The company plans to use the money to advance its lead candidate, NDX-1017, into Phase II/III clinical trials. In December 2019, the company presented positive data from its Phase Ia/b trials of the drug in 88 healthy subjects and patients with Alzheimer’s disease. The trial evaluated quantitative electroencephalography (qEEG) as a biomarker of brain circuitry activity and an event-related potential (ERP) as a way to test working memory and cognitive processes. The drug showed dose-dependent and consistent changes in brain activity in all patients treated.
NDX-1017 is a small molecule designed to improve the activity of Hepatocyte Growth Factor (HGF) and its receptor, MET, which are expressed in normal central nervous system function. The company believes the drug has the potential to be regenerative, possibly slowing, halting or reversing the effects of Alzheimer’s disease.
Leen Kawas, president and chief executive officer of Athira, said of the financing, “We are dedicated to impacting the course of neurodegenerative diseases and are eager to advance our lead therapeutic candidate, NDX-1017, into Phase II/III clinical development following the encouraging data we presented at CTAD, showing a rapid and statistically significant improvement in an objective measure of cognitive process in Alzheimer’s patients. We appreciate the support from this prominent group of investors, which will also enable us to explore the potential of our pipeline of compounds across a range of central and peripheral neurodegenerative and neuropsychiatric indications.”
As part of the financing, Joseph Edelman, chief executive officer and Portfolio Manager of Perceptive Advisors, is joining Athira’s board of directors.
“NDX-1017 represents a novel mechanism for treating Alzheimer’s patients and we are very excited to invest in Athira,” Edelman said. “Athira has assembled an impressive and seasoned management team with years of CNS drug development experience, and we look forward to supporting an innovative company focused on devastating neurological diseases.”
Not surprisingly, the company faced some hurdles in raising funds in the midst of the COVID-19 pandemic, when more focus was on infectious diseases.
“We had to be realistic that we’d be experiencing some slowing down and give investors time to digest what’s happening,” Kawas told The Seattle Times. “But I would say that just by having patience in this unusual type of environment and also respecting what the investors are going through—along with our story, the work and the huge medical need—is what helped get us through the finish line.”

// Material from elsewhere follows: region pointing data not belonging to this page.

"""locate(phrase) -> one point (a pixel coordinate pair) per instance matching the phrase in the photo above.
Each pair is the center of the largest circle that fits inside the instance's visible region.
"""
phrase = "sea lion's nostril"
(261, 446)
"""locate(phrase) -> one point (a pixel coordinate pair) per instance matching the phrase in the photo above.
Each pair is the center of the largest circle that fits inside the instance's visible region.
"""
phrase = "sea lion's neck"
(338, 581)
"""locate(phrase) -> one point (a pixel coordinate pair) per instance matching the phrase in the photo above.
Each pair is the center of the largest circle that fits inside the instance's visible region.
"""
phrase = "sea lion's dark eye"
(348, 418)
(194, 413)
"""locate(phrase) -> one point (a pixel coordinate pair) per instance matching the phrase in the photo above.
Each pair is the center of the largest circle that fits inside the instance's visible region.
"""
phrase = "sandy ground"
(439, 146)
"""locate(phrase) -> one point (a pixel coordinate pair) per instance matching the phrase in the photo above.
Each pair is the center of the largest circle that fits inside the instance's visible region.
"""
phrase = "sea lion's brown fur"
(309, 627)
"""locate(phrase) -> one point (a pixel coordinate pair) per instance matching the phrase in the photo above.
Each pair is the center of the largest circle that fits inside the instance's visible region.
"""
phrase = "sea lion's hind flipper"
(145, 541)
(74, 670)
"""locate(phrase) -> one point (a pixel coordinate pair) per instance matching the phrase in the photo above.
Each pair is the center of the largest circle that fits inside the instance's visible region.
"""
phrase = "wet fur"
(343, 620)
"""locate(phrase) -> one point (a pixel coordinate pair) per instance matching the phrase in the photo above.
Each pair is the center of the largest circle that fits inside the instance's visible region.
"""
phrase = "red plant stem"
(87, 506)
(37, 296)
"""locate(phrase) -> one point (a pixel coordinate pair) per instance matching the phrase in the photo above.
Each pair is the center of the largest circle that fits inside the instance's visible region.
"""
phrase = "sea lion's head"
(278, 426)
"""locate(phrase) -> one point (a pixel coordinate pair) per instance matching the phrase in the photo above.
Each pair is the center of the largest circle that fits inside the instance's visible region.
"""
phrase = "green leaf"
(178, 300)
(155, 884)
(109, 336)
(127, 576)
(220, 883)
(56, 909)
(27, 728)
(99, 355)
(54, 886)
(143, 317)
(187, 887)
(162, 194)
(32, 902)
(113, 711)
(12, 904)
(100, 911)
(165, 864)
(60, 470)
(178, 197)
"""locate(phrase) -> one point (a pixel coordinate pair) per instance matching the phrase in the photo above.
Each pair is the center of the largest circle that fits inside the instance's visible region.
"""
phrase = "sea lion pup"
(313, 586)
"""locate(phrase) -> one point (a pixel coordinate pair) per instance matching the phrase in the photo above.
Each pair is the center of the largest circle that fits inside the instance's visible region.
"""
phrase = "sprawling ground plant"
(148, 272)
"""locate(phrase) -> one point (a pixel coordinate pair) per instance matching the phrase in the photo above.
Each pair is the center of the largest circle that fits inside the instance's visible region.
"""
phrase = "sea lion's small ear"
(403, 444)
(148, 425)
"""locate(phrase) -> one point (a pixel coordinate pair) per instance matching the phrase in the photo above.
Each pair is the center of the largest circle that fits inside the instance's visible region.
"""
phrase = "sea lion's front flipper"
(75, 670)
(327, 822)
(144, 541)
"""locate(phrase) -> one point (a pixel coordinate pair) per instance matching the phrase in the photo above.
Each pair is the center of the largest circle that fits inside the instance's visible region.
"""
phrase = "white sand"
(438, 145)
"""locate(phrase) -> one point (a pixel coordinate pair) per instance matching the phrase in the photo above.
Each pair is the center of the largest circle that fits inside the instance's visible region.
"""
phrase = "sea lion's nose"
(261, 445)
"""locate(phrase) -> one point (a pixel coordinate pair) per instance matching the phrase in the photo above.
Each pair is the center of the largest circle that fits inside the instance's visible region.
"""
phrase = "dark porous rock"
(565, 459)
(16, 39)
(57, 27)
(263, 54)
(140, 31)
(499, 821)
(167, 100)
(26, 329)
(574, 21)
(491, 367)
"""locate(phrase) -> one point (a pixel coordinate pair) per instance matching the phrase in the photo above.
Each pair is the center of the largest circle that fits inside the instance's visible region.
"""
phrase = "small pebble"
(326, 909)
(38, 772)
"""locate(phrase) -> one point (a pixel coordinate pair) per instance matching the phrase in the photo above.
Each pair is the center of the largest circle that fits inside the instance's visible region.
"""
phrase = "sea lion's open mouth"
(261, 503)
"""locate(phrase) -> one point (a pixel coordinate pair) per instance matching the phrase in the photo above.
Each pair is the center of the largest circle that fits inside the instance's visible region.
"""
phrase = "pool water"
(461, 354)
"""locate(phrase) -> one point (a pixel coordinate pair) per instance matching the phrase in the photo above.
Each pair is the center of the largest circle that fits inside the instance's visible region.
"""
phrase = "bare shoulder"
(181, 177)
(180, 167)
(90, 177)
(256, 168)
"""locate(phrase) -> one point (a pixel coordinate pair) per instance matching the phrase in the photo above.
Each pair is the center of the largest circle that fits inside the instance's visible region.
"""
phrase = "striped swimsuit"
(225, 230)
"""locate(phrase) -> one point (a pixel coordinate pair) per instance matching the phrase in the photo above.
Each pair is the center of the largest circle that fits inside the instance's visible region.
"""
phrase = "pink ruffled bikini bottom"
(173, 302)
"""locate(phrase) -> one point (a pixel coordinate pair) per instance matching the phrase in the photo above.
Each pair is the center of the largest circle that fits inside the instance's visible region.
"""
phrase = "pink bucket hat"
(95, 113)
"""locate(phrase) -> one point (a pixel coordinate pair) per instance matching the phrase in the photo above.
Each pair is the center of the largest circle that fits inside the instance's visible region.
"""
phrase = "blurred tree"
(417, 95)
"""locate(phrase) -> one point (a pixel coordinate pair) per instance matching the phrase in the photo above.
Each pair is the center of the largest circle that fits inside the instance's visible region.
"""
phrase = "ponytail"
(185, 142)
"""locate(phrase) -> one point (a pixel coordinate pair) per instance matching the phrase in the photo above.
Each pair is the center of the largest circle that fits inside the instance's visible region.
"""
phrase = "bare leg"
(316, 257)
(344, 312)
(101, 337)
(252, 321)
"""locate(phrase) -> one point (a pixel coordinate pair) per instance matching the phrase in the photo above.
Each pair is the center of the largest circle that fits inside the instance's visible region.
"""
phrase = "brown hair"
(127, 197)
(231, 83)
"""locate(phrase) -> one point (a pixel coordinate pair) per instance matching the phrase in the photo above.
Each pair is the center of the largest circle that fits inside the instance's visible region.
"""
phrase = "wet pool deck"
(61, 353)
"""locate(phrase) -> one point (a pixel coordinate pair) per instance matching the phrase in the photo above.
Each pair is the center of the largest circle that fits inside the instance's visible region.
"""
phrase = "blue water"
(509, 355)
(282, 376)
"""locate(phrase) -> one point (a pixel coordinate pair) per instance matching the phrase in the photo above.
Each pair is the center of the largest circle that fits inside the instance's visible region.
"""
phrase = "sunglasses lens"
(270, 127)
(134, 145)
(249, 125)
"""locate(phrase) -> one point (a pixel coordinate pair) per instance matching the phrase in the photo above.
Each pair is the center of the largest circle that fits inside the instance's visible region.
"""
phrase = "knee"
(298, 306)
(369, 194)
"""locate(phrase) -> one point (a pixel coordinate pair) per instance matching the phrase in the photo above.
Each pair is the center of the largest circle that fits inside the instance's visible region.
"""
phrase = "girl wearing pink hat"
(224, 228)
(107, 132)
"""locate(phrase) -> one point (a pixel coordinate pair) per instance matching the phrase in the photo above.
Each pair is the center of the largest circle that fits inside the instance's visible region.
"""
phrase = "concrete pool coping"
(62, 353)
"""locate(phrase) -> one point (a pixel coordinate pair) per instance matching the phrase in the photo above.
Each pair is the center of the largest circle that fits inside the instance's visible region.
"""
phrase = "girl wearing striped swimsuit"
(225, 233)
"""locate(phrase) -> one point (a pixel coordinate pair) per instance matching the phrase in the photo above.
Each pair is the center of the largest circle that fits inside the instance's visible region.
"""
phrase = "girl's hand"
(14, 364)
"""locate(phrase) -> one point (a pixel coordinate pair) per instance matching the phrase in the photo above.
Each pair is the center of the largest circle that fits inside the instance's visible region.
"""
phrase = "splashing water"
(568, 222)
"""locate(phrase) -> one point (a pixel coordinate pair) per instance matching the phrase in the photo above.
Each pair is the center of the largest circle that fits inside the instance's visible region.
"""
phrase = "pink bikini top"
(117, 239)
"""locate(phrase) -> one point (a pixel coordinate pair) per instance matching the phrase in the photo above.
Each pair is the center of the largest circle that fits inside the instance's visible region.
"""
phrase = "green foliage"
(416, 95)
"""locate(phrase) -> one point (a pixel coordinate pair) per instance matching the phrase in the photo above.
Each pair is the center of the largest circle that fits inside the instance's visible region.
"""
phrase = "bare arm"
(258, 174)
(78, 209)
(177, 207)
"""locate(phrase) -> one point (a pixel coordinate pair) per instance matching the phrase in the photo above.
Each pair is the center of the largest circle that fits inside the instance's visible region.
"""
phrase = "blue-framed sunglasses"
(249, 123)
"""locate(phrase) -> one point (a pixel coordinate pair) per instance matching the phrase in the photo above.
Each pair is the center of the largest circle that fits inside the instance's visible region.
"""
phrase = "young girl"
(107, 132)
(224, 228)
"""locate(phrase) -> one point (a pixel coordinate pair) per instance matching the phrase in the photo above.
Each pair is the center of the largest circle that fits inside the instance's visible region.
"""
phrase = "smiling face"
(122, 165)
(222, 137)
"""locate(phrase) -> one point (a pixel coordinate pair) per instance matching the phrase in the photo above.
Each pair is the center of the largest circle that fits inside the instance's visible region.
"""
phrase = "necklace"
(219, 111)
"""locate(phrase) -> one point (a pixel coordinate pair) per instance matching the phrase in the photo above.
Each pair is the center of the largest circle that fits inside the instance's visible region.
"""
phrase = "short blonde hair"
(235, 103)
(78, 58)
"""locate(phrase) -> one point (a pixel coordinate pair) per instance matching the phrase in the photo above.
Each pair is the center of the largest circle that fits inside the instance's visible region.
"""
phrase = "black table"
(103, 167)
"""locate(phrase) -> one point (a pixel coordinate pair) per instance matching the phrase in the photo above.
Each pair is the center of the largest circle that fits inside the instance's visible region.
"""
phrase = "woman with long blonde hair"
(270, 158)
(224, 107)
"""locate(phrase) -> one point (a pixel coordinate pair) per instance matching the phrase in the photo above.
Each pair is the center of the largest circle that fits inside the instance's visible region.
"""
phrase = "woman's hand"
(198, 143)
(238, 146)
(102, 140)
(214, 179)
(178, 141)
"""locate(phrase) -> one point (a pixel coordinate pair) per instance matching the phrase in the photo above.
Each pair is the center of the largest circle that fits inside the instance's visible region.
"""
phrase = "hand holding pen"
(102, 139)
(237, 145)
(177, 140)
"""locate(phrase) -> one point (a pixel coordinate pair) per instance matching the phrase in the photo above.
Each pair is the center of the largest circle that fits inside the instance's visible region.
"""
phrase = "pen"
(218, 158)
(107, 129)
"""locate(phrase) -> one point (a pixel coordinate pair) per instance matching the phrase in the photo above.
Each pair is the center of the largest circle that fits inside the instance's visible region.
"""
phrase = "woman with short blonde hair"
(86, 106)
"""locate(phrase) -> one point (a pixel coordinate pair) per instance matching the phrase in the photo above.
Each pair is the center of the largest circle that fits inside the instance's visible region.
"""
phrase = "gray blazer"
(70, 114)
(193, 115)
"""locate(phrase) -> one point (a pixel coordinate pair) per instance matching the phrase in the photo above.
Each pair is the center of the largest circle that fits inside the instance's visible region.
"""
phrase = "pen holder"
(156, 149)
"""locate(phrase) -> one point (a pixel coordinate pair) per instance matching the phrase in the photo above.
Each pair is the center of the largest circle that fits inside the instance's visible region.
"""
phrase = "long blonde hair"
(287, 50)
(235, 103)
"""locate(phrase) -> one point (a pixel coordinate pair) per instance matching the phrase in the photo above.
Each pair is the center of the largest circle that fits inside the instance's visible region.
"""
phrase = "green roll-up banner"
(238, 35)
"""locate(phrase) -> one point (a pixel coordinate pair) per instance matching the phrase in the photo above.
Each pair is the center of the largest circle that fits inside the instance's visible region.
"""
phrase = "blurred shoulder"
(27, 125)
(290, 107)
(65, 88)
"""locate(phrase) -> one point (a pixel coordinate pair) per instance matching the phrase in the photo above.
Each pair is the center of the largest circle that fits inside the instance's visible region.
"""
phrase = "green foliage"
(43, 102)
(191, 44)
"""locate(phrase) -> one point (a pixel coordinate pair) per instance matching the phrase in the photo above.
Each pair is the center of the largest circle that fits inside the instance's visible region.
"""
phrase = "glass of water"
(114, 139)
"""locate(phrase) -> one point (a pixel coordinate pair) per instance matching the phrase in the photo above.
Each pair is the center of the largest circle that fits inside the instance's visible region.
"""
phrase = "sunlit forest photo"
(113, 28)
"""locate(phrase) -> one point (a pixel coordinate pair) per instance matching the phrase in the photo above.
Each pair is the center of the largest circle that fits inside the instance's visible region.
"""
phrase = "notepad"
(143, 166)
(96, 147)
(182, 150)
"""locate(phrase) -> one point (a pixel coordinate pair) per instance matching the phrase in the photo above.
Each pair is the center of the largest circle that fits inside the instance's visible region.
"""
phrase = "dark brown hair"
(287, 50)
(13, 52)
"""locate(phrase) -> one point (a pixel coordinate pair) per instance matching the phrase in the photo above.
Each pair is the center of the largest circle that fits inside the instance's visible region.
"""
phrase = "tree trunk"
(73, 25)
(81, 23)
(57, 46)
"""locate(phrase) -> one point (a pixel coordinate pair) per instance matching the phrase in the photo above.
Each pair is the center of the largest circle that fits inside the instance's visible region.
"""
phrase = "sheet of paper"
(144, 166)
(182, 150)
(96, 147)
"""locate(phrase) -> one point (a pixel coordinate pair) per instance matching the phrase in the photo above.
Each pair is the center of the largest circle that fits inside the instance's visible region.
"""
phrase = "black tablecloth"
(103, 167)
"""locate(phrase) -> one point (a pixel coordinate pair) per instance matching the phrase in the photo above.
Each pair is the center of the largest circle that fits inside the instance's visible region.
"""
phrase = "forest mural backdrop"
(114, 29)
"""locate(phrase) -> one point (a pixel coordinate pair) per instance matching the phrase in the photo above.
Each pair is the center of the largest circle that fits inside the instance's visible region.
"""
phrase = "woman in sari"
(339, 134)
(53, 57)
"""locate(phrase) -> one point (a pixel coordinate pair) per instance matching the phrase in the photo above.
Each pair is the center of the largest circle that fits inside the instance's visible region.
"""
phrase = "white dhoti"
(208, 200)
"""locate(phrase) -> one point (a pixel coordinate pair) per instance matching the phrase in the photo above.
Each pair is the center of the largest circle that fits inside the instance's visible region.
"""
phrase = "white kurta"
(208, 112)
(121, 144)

Athira previously raised $12 million ahead of the clinical testing, which brought the total since inception up to $14 million before the current round of fundraising. The new funds raised, in addition to supporting the Phase II/III, study, which should generate initial data probably late next year, will be used to double its staff, which currently has 17 employees. It will also use the money to deepen its pipeline.
“What was good for us here was that we had a really good story,” Kawas told The Seattle Times. “We had fantastic data and a huge medical need—Alzheimer’s patients. It was very obvious that despite the macro environment changes, there is still a huge medical need in Alzheimer’s, and the intrinsic value of the work that we’re doing was still there.”